Kaveri APUs from AMD are the first APUs with hUMA support. This is a big step for OpenCL development. We can now read and write directly from the GPU to global RAM. Copying huge amount of memory from RAM to GPU memory and back is now needless. I want to give a short overview of the characteristics of OpenCL programming with Kaveri and its performance.

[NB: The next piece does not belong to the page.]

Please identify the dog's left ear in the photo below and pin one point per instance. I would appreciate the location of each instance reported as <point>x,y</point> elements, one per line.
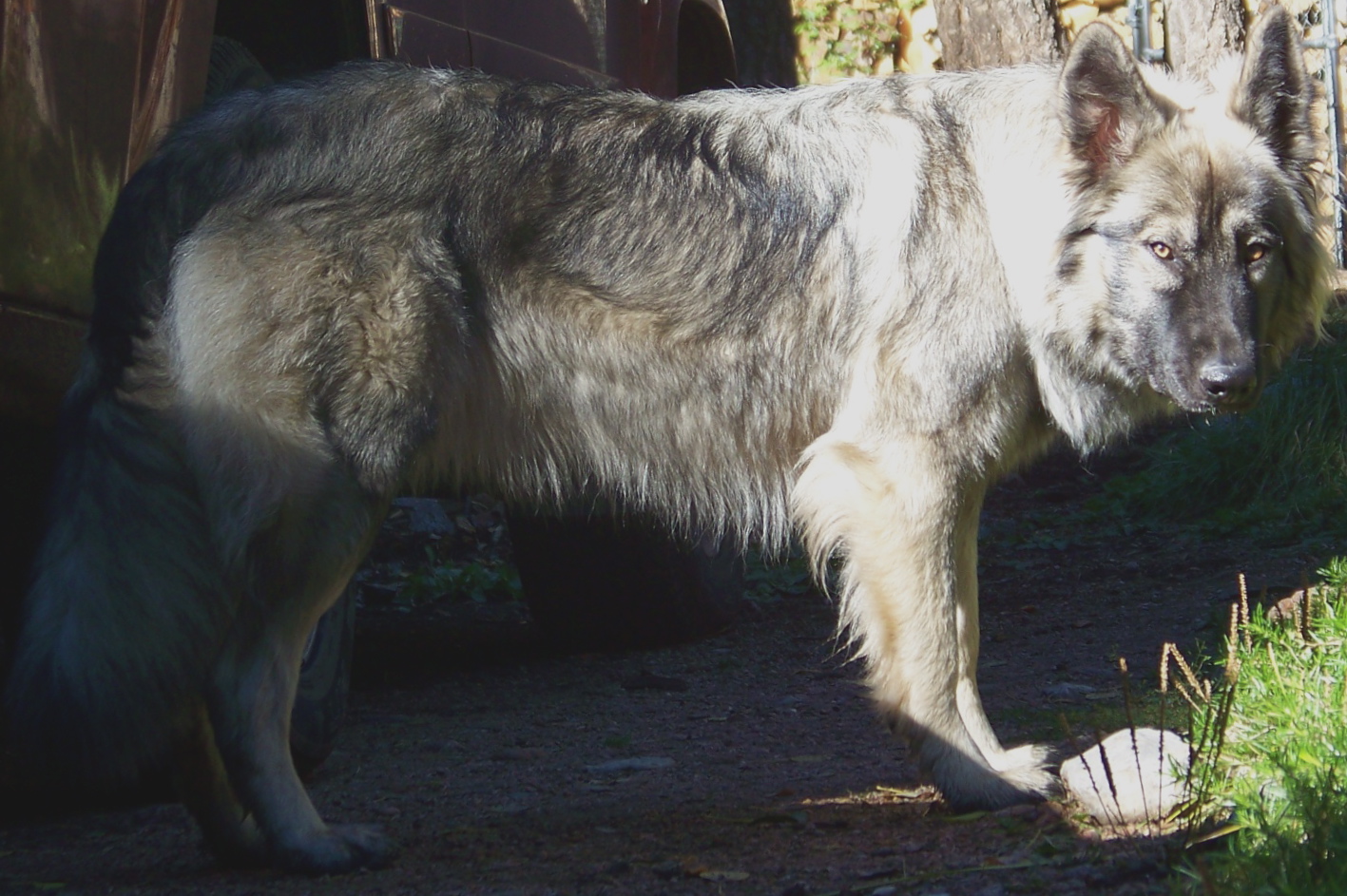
<point>1276,90</point>
<point>1105,105</point>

By default your Kernel is compiled with 32 bit address width. You should set the environment variable GPU_FORCE_64BIT_PTR to 1 to access the complete RAM. The GPU device of my Kaveri (A10-7850k) has the following specifications:
Device Name: Spectre (AMD Accelerated Parallel Processing, OpenCL 1.2 AMD-APP (1445.5))
Address Bits: 64
Little Endian: true
Global Memory Size: 512 mb
Base Address Alignment Bits: 2048
Global Memory Cache Size: 16 kb
Local Memory Size: 32 kb
Clock Frequency: 720 MHz
Compute Units: 8
Constant Buffer Size: 64 kb
Max Workgroup Size: 256
Since the mentioned GPU has 512 processing units, we get a wave front size of 64 which is typical for AMD. The global memory size is a bit confusing. It pretends that we can only access 512 MB global memory, which is not true.